Reflections on Arctic policy: "Climate change and health in Canada" posted on JSIS webpage

Climate change can have profound impacts on human health, a pattern that's especially recognizable in the North where both land and society are vulnerable to rapid changes in temperature, weather, and environment.

In June of 2017, I attended the Dartmouth Arctic Science and Diplomacy workshop at Dartmouth College in New Hampshire to learn more about the world of policy and the role science can play in evidence-based decision making for the Arctic. One of outcomes of this week, in addition to a deeper understanding of Arctic politics, was an analysis of the effects of climate change on public health in the Canadian Arctic.
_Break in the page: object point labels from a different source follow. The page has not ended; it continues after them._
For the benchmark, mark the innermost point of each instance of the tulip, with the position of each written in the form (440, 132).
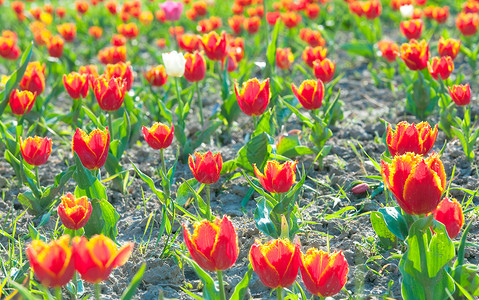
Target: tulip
(417, 183)
(156, 76)
(120, 70)
(21, 102)
(76, 85)
(310, 55)
(36, 150)
(189, 42)
(450, 214)
(174, 63)
(310, 93)
(277, 178)
(214, 45)
(96, 258)
(195, 67)
(324, 274)
(74, 212)
(252, 24)
(406, 11)
(417, 139)
(460, 94)
(213, 245)
(95, 32)
(159, 136)
(411, 29)
(90, 70)
(467, 23)
(253, 99)
(68, 31)
(206, 168)
(112, 55)
(449, 47)
(172, 10)
(55, 46)
(110, 93)
(284, 58)
(129, 31)
(389, 50)
(324, 70)
(53, 263)
(415, 55)
(440, 66)
(276, 262)
(34, 78)
(92, 149)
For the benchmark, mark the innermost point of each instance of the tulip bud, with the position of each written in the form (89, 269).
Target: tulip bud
(460, 94)
(36, 150)
(174, 63)
(74, 212)
(206, 168)
(213, 246)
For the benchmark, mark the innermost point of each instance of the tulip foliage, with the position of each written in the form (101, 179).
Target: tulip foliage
(129, 120)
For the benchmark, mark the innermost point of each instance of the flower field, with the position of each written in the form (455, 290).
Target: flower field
(241, 149)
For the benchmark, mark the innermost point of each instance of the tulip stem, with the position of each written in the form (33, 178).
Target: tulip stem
(200, 104)
(180, 103)
(221, 284)
(58, 293)
(97, 291)
(109, 125)
(37, 177)
(208, 207)
(279, 293)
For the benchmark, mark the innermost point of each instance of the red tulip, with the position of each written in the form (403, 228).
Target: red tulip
(440, 66)
(253, 99)
(96, 258)
(206, 168)
(53, 263)
(91, 149)
(159, 136)
(418, 139)
(310, 93)
(76, 85)
(36, 150)
(277, 178)
(195, 67)
(110, 93)
(460, 94)
(276, 262)
(417, 183)
(213, 246)
(415, 55)
(22, 102)
(450, 214)
(324, 274)
(74, 212)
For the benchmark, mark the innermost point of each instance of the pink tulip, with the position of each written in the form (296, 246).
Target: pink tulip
(172, 10)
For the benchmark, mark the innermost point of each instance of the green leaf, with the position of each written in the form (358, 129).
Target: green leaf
(271, 51)
(15, 78)
(263, 220)
(135, 282)
(103, 219)
(242, 287)
(209, 292)
(395, 221)
(256, 151)
(184, 192)
(387, 238)
(159, 193)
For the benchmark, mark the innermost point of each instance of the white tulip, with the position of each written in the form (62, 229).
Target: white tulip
(174, 63)
(407, 11)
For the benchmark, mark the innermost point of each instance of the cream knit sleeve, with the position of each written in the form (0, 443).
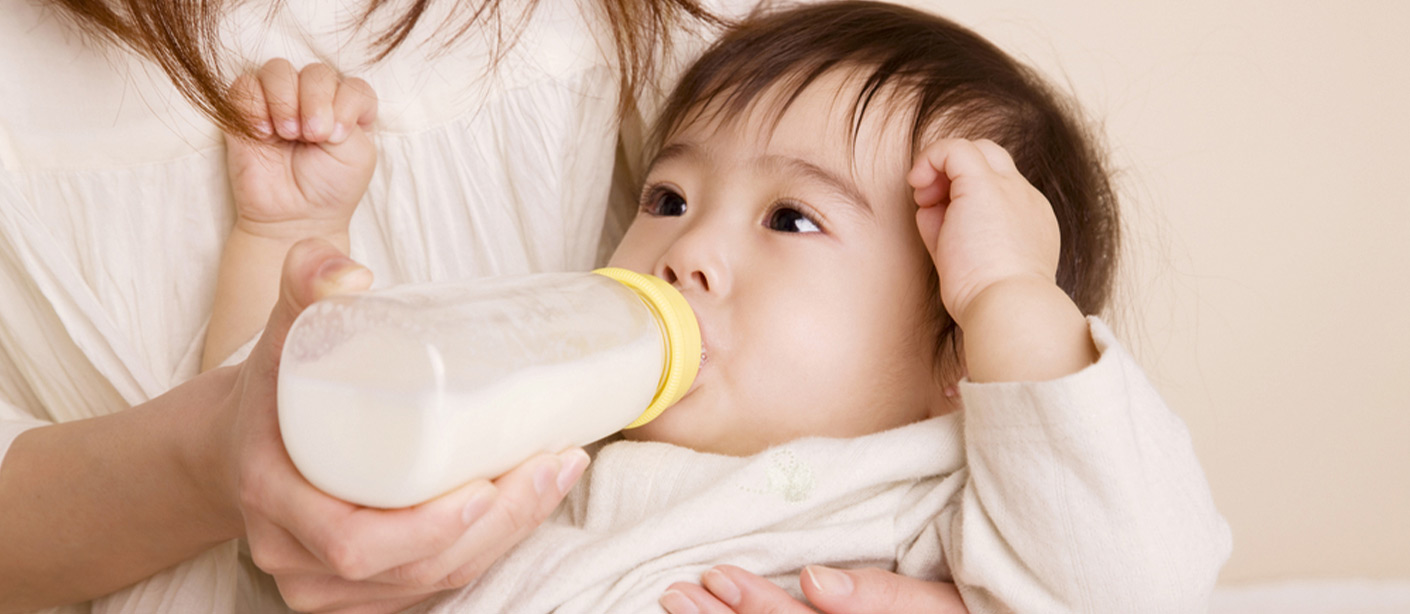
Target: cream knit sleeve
(1083, 496)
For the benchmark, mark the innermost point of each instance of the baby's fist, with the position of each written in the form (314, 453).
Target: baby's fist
(982, 222)
(313, 161)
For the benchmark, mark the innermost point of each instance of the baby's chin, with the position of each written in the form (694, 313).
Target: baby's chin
(691, 434)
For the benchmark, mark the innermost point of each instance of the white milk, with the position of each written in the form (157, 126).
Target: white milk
(389, 402)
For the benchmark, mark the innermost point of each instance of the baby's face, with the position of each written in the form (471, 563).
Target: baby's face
(804, 267)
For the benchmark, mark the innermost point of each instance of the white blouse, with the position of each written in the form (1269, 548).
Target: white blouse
(114, 201)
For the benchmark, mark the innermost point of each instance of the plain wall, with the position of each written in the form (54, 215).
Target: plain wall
(1264, 161)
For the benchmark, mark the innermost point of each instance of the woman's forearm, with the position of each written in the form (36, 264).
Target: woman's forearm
(97, 504)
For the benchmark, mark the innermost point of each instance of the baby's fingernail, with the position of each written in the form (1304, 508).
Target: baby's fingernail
(676, 602)
(829, 580)
(343, 275)
(477, 506)
(718, 583)
(574, 462)
(546, 474)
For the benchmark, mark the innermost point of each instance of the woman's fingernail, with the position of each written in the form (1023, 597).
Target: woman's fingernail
(477, 506)
(310, 127)
(340, 133)
(574, 462)
(676, 602)
(546, 474)
(718, 583)
(829, 580)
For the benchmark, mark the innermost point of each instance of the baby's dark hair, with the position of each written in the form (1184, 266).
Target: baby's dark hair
(955, 82)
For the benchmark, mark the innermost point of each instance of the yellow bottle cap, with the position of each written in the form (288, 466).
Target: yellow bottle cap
(683, 338)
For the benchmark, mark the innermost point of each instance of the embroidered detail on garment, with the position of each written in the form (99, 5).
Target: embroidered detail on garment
(787, 476)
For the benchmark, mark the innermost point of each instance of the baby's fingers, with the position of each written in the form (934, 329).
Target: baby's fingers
(952, 160)
(317, 86)
(353, 106)
(281, 92)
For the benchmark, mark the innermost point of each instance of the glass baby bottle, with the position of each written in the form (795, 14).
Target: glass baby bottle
(392, 397)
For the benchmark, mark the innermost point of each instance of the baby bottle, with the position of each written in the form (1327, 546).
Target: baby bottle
(392, 397)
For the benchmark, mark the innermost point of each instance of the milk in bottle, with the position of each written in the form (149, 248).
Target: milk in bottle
(392, 397)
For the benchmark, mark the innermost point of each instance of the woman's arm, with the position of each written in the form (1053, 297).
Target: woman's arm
(93, 506)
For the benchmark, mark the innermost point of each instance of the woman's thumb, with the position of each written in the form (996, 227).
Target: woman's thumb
(876, 592)
(312, 270)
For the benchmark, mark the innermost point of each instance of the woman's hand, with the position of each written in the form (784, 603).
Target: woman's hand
(728, 589)
(305, 177)
(329, 555)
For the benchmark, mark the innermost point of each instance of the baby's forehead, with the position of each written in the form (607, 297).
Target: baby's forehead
(835, 115)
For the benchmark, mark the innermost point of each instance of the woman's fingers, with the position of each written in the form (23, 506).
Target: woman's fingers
(684, 597)
(876, 592)
(526, 496)
(281, 91)
(746, 593)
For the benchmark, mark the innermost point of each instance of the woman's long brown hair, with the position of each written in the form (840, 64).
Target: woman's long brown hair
(184, 38)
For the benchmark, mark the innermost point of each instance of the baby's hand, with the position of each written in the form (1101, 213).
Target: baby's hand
(982, 222)
(306, 174)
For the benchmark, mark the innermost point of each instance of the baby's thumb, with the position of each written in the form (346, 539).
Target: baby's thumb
(312, 270)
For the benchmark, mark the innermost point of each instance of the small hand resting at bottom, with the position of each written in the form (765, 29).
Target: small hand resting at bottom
(728, 589)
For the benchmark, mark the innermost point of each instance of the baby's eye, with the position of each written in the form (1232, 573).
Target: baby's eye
(664, 202)
(791, 220)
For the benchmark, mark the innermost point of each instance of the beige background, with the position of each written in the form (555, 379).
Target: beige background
(1264, 157)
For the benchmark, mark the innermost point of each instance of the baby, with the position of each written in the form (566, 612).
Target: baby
(880, 219)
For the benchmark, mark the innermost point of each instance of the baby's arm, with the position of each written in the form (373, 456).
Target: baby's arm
(302, 179)
(1083, 491)
(994, 242)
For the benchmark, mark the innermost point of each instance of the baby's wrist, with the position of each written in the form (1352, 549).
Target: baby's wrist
(1025, 329)
(288, 232)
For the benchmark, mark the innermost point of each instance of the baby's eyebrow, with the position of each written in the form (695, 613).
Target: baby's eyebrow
(673, 151)
(842, 185)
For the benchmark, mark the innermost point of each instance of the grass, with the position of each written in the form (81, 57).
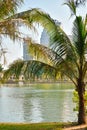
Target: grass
(34, 126)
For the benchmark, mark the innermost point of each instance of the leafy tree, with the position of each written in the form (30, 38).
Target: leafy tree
(64, 55)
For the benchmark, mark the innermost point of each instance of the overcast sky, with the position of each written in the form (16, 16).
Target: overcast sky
(55, 9)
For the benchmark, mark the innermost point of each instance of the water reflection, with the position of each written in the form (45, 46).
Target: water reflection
(36, 103)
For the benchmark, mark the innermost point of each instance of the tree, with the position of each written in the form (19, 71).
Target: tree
(64, 55)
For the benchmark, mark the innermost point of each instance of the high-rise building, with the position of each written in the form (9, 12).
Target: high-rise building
(26, 55)
(44, 40)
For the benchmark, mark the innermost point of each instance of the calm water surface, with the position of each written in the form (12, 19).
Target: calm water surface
(36, 103)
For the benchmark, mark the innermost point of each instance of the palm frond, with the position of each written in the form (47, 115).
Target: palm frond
(72, 5)
(30, 69)
(43, 53)
(14, 69)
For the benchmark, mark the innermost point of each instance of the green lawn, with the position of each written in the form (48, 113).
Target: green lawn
(33, 126)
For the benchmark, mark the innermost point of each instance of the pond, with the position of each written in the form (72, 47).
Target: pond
(37, 103)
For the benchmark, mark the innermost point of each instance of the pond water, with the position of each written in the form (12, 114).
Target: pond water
(37, 103)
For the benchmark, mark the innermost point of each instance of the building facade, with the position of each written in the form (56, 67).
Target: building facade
(44, 40)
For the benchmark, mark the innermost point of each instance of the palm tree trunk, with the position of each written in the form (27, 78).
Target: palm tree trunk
(82, 113)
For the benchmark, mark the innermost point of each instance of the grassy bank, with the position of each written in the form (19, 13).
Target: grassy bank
(33, 126)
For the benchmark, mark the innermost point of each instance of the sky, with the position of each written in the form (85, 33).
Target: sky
(55, 9)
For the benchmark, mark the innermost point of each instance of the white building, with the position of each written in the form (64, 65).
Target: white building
(44, 40)
(26, 55)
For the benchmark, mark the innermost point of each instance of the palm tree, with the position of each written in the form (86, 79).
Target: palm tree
(64, 55)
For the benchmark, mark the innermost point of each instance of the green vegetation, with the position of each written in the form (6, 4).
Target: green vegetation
(34, 126)
(64, 56)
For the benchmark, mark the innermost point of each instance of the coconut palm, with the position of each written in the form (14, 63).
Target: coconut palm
(64, 55)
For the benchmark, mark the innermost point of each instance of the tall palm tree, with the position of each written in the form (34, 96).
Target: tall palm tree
(64, 55)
This paper has now been posted on the Jackson School of International Studies webpage.

Greenlandic Greetings!

Arrival at the Nuuk Airport.

Arrival at the Nuuk Airport.

After a 7 hour flight to Reykjavik, an hour bus ride, another flight, a taxi, and a walk - we finally made it Greenland! We're getting ready to listen to talks and present at the Polar and Alpine Microbiology (PAM) conference, taking place at the Katuaq - also known as the Nuuk Cultural Center.

 

Our arrival to Nuuk two days before the conference gives us the opportunity to explore the town and surrounding nature - something that's welcome, as I've never seen Greenland quite so green before. The last time our lab was here (2015) was during the month of March - the coldest point of the year for Nuuk - and every rooftop, mountain crag, and street corner was covered in pristine white snow. 

 

A less-than-perfect mash up of a picture I took in Nuuk yesterday (left, no snow) and in March of 2015 (right, with snow).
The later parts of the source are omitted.